Fritzsche is the W.D. and Sara E. Trowbridge Professor of History and has appointments in the Program in Jewish Culture and Society, Germanic Languages and Literature, the European Union Center, the Center for Global Studies, and the Russian, East European and Eurasian Center. His research has mainly focused on Germany in the 20th century, and he has published a number of books in that area, including “Life and Death in the Third Reich,” and “Hitler’s First Hundred Days.” He also has published works on cultural and intellectual history, including “Stranded in the Present: Modern Times and the Melancholy of History.” His work has received international recognition, including a Guggenheim Fellowship and a Cundhill Prize.
Gropp is the director of the National Center for Supercomputing Applications and a professor of computer science in the Siebel School of Computing and Data Science. He holds a Grainger Distinguished Chair in Engineering. His research interests are in parallel computing, software for scientific computing and numerical methods for partial differential equations. He is a fellow of AAAS, the Association for Computing Machinery, the Institute of Electrical and Electronics Engineers, and the Society for Industrial and Applied Mathematics and a member of the National Academy of Engineering.
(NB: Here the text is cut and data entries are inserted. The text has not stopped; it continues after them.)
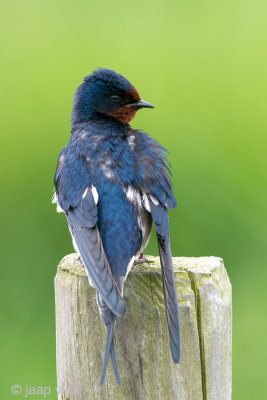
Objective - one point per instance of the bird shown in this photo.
(112, 182)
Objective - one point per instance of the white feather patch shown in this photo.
(129, 266)
(55, 201)
(95, 194)
(85, 193)
(131, 141)
(155, 201)
(133, 196)
(146, 202)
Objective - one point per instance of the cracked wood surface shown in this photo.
(144, 359)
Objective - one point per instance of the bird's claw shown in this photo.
(141, 260)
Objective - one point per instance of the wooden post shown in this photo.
(145, 365)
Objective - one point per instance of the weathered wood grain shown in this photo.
(145, 364)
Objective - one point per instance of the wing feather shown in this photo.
(82, 223)
(160, 216)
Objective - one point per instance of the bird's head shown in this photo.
(107, 93)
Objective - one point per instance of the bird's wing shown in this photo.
(160, 216)
(82, 222)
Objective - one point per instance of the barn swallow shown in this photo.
(112, 182)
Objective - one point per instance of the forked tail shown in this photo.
(110, 350)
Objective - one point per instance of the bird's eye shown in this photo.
(115, 98)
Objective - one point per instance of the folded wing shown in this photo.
(82, 222)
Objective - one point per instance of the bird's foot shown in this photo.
(141, 259)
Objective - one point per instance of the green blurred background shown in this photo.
(204, 65)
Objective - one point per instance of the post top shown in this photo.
(72, 264)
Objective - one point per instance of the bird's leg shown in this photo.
(141, 259)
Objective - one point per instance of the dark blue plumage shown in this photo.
(111, 181)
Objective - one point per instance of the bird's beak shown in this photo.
(141, 104)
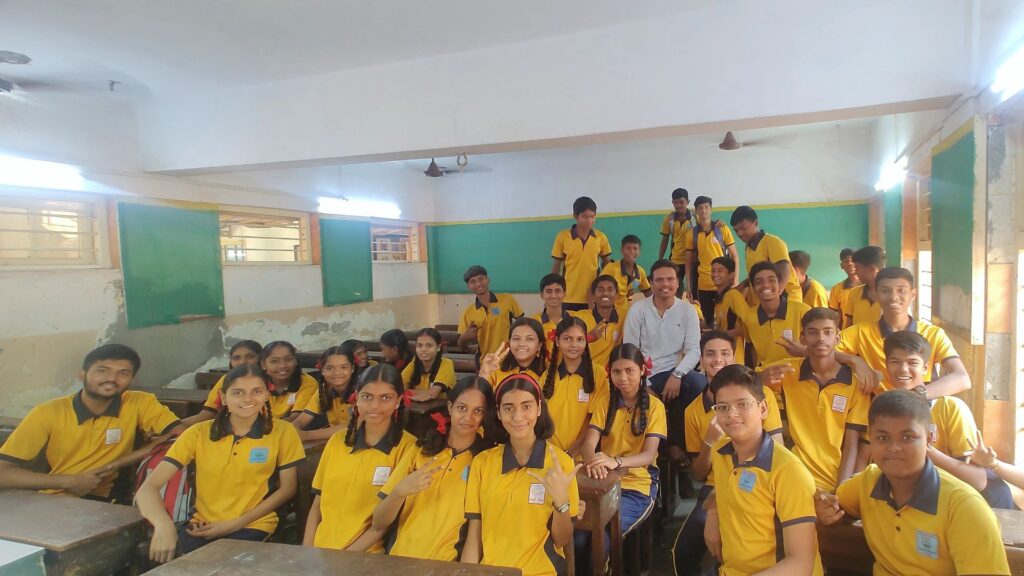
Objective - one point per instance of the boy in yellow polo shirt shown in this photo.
(773, 326)
(89, 436)
(861, 303)
(675, 228)
(761, 513)
(630, 277)
(894, 287)
(814, 292)
(918, 519)
(764, 247)
(708, 240)
(579, 248)
(488, 319)
(953, 433)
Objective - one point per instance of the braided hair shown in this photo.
(389, 375)
(221, 421)
(639, 425)
(586, 370)
(540, 362)
(418, 364)
(434, 442)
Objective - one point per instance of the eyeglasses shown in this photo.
(740, 407)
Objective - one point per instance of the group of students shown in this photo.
(870, 432)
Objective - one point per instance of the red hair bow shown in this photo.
(441, 422)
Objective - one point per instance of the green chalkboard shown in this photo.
(345, 261)
(952, 214)
(517, 253)
(171, 262)
(894, 225)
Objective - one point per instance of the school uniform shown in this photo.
(444, 377)
(819, 413)
(757, 499)
(348, 480)
(944, 529)
(432, 523)
(493, 321)
(282, 402)
(582, 256)
(764, 331)
(570, 404)
(629, 282)
(514, 509)
(235, 474)
(866, 339)
(768, 247)
(600, 348)
(74, 440)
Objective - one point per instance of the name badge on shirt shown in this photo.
(839, 403)
(113, 436)
(259, 455)
(537, 494)
(381, 475)
(747, 481)
(928, 544)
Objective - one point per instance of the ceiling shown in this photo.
(154, 47)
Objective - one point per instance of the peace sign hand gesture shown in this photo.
(556, 483)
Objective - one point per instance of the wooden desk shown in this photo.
(81, 537)
(236, 558)
(602, 498)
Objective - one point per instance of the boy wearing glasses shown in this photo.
(764, 497)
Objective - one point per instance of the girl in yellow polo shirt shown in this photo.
(355, 464)
(329, 410)
(238, 456)
(430, 374)
(431, 493)
(572, 385)
(523, 354)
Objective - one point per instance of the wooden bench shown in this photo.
(81, 537)
(257, 559)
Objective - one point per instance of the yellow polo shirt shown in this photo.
(764, 332)
(622, 442)
(757, 499)
(570, 404)
(677, 228)
(819, 413)
(708, 248)
(582, 257)
(769, 247)
(493, 321)
(233, 475)
(283, 403)
(867, 338)
(444, 377)
(600, 350)
(514, 509)
(629, 282)
(348, 480)
(946, 528)
(729, 310)
(75, 440)
(431, 524)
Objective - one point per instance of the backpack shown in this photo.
(179, 494)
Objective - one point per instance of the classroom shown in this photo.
(541, 288)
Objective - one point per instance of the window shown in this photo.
(250, 238)
(39, 232)
(394, 243)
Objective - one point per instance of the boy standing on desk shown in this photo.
(580, 248)
(88, 436)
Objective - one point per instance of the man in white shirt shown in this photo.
(668, 331)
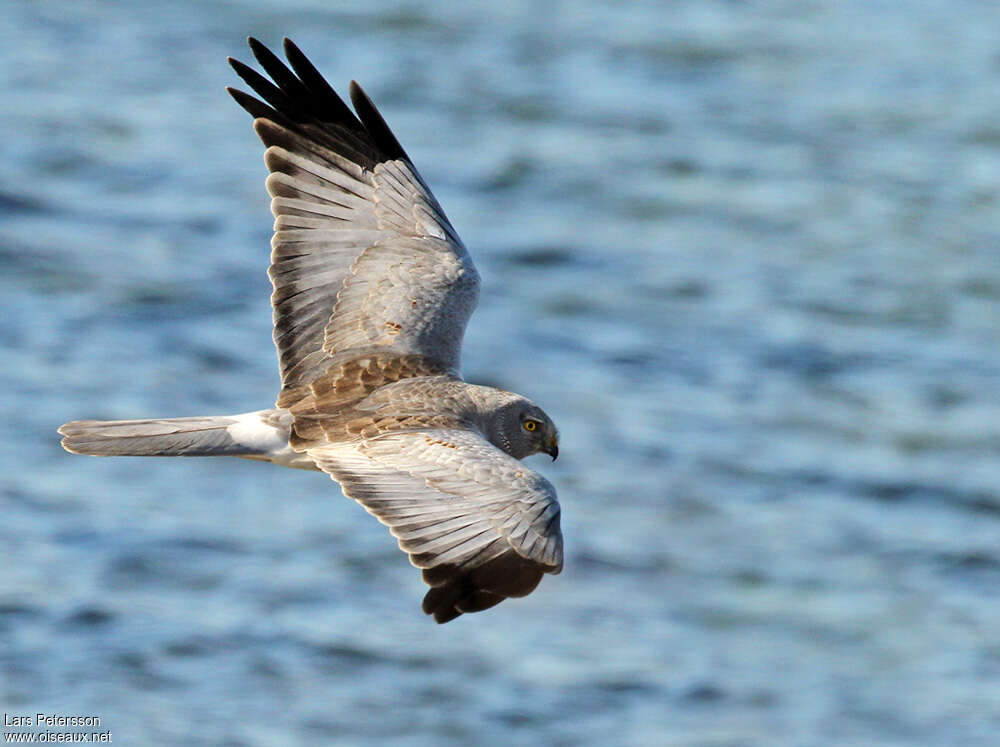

Neville is a professor of educational psychology and African American studies. Historically, her research primarily focused on two interrelated areas in the study of racial beliefs: color-blind racial ideology or the systematic set of beliefs that serve to deny or minimize institutional racism and racial identity attitudes, particularly the influence of positive, internalized racial attitudes on well-being. More recently, her research has moved in the direction of healing, particularly healing from racial and other intersecting forms of trauma. She is the president-elect of the Society for the Psychological Study of Culture, Ethnicity and Race, a division of the American Psychological Association. She has co-edited eight books and co-authored nearly 90 journal articles and book chapters in the areas of race, racism and racial identity, and diversity issues related to well-being. Neville has been recognized for her research and mentoring efforts with numerous awards, including the Association of Black Psychologists’ Distinguished Psychologist of the Year award.
Roberts holds the Gutsgell Endowed Professorship in Psychology. He also holds positions as a health innovation professor in the Carle Illinois College of Medicine and a distinguished guest professor at the Hector Research Institute of Education Sciences and Psychology at the University of Tübingen, Germany. His research focuses on continuity and change in personality traits across adulthood, the life experiences associated with changes in personality traits over time and whether personality traits can be changed through intervention. He has received multiple awards for his work including the Carol and Ed Diener Mid-Career Award in Personality Psychology, the Theodore Millon Mid-Career Award in Personality Psychology and the Henry Murray Award, the Jack Block Award for Distinguished Research in Personality. He served as the director of the Center for Social and Behavioral Science, associate editor for the Journal of Research in Personality and Psychological Science and is the past president for the Association for Research in Personality.